As the one millionth South Sudanese refugee enters Uganda this week, fears are rising that young people may be returning to South Sudan to participate in the conflict.

A new study led by international aid agency World Vision has found that opportunities to make a living within Uganda’s refugee settlements are severely limited. Without reliable ways to earn money or occupy themselves in the refugee camps, experts are concerned that children will return to South Sudan to join the fighting.

The report found that the majority of paid work that does exist is part-time and pays less than 10,000 UGX (£2.14) per week.

“People told us they’re worried about the growing cost of food in the market, their lack of means to earn an income and, for refugees, their reliance on food assistance,” said Benson Okabo, World Vision’s Operation Director of the West Nile Refugee Response.

The study interviewed 1,135 refugee and host community families in Arua District in northern Uganda, and learned that while the majority of the population are young people, most of them remain unemployed.

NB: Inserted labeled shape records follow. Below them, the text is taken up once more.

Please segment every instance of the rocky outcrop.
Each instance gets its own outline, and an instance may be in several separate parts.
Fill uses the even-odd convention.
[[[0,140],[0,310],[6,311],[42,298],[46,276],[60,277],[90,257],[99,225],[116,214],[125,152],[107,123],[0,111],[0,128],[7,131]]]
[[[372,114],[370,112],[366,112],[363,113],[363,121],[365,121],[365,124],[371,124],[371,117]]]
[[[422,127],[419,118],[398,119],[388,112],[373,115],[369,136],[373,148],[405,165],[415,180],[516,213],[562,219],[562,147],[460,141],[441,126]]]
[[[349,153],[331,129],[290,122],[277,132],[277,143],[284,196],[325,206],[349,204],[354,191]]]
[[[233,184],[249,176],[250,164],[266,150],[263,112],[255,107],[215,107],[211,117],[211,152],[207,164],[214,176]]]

With more than one million refugees from South Sudan in Uganda, we have to make sure that children on the move are protected and that when they arrive, they are able to have opportunities to fully participate in society here.

Otherwise, with no options, there is a fear that they may return to South Sudan and take part in the conflict.

- Enid Kabasinguzi Ocaya, World Vision’s Disaster Risk Reduction and Humanitarian Emergency Affairs Manager, Uganda.

UNHCR, the UN Refugee Agency, today reiterated its call to the international community for urgent additional support for the South Sudan refugee situation. The funding shortfall in Uganda is now significantly impacting the abilities to deliver life-saving aid and key basic services, a UNHCR statement said.

In June, the World Food Programme was forced to cut food rations for refugees. Across settlements in northern Uganda, health clinics are being forced to provide vital medical care with too few doctors, healthcare workers and medicines.

“Uganda is leading the world in their refugee response. They’ve provided refugee families with plots of land so that people can build homes and grow gardens. The government is working hand-in-hand with organisations to deliver food, water, child protection programmes and other essential services,” said Gilbert Kamanga, World Vision’s National Director in Uganda.

“Now is the time to further develop livelihood and peacebuilding projects to assist refugees integrate and regain a sense of self-reliance,” Kamanga said. World Vision has been responding to the refugee crisis in Uganda since 2014.